A glut of troubled homes not yet on the market threatens to prolong a housing slump already burdened by weak job growth and a lack of enthusiasm among buyers.
This so-called shadow inventory amounted to 1.8 million properties at the end of January, Santa Ana mortgage research firm CoreLogic reported Wednesday. While that was a decrease from 2 million properties in January 2010, it remained about a nine-month supply because the sales pace has weakened this year in the absence of federal tax credits for buyers.
“We are still talking about a very large supply by any measure,” said Dean Baker, co-director of the Center for Economic and Policy Research in Washington. “It is going in the right direction, but we are continuing to look at a situation where there is going to be downward pressure on house prices.”
The nation’s housing market increasingly appears headed for a double dip, and a large supply of distressed homes could hold back a long-term recovery. Home prices in January remained barely above lows hit during the worst of the recession, according to a closely watched index of 20 major American cities.
The Standard & Poor’s/Case-Shiller index, released Tuesday, dropped 3.1% from January 2010. Recently reported national statistics for new-home sales, previously owned home sales and housing starts for February also were worse than economists had expected.
“The adjustment in the housing market is going to take a long time,” said Patrick Newport, U.S. economist for research firm IHS Global Insight. “The numbers have been absolutely horrible, and I think a lot of this is related to the fact that we haven’t done much of a job getting rid of the glut.”
In California, an estimated 16.8 months’ worth of shadow inventory hung over the market, up from 15.3 months in January 2010, according to CoreLogic.
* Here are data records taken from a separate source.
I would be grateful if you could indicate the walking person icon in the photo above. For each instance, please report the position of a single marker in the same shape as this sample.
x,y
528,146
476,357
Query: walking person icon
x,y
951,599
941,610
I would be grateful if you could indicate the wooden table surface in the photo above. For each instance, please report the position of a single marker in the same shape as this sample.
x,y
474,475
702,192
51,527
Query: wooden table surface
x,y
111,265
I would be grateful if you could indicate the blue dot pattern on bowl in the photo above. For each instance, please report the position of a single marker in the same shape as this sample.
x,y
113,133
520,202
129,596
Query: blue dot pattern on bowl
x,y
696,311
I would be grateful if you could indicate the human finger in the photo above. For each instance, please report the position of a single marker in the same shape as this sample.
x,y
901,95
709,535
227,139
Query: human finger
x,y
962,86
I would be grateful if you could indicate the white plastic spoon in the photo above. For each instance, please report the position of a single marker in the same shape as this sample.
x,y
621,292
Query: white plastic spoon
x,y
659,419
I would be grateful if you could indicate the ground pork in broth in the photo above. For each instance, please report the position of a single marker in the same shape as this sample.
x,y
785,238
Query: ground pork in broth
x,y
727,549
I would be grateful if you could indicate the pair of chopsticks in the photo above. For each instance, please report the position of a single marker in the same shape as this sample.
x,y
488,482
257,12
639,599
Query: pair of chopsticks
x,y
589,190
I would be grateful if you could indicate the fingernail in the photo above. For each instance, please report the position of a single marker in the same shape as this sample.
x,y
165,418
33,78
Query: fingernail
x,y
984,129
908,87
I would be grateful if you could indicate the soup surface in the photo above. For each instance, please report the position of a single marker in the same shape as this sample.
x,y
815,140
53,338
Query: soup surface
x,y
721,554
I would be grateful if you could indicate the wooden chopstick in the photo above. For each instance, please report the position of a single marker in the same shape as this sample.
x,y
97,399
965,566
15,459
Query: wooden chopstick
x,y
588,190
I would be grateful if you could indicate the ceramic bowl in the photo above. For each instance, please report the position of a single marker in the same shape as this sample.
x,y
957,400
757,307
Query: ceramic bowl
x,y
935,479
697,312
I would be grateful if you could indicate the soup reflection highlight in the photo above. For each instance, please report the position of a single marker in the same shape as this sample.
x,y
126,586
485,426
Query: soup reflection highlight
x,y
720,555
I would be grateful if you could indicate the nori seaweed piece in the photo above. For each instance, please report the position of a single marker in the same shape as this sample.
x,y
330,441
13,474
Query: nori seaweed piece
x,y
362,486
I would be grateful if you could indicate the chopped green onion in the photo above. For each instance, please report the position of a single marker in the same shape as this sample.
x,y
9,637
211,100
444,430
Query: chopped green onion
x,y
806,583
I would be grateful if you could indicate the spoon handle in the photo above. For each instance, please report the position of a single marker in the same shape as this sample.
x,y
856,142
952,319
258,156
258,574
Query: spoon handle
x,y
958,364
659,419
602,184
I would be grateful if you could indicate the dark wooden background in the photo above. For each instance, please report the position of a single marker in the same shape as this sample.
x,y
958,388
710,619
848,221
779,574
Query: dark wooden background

Celia Chen, a housing economist with Moody’s Economy.com, said the big supply of homes and weak housing prices will hold back the broader economic recovery.
“Obviously, this will have a negative impact on consumer spending, because falling home prices weigh on household wealth,” she said. Also, “the inability to sell a house does reduce the mobility of a workforce, so it will be hard to move out of some areas where there are not many job opportunities.”
Shadow inventory, as defined by CoreLogic, is property that is in foreclosure, has a loan 90 days past due or has been taken back by a lender and is not yet listed for sale.
The CoreLogic statistics don’t include nearly 2 million homes that are more than 50% “underwater,” those worth less than half of the mortgage balance. These homes will probably fall into foreclosure in the near future, CoreLogic and other experts say.
“The reality is we just built too many homes and sold too many homes to borrowers who didn’t have any business buying them,” said Michael D. Larson, an interest rate and housing market analyst with Weiss Research. “Those homes have to be dealt with in one way or another.”
While policymakers and regulators are hoping to whittle down some of that inventory by pushing lenders to modify troubled loans, many properties will end up in foreclosure, Larson said. Some of those homes will be sold. But others may have to be razed because they are “in such lousy shape,” he said.
Shadow inventory typically isn’t included in the unsold inventory numbers reported by the National Assn. of Realtors. Economists and real estate agents keep a careful eye on this statistic to gauge the health of housing. The Realtors group recently reported that the inventory of previously owned homes — the bulk of the U.S. real estate market — listed for sale was 3.49 million homes at the end of February.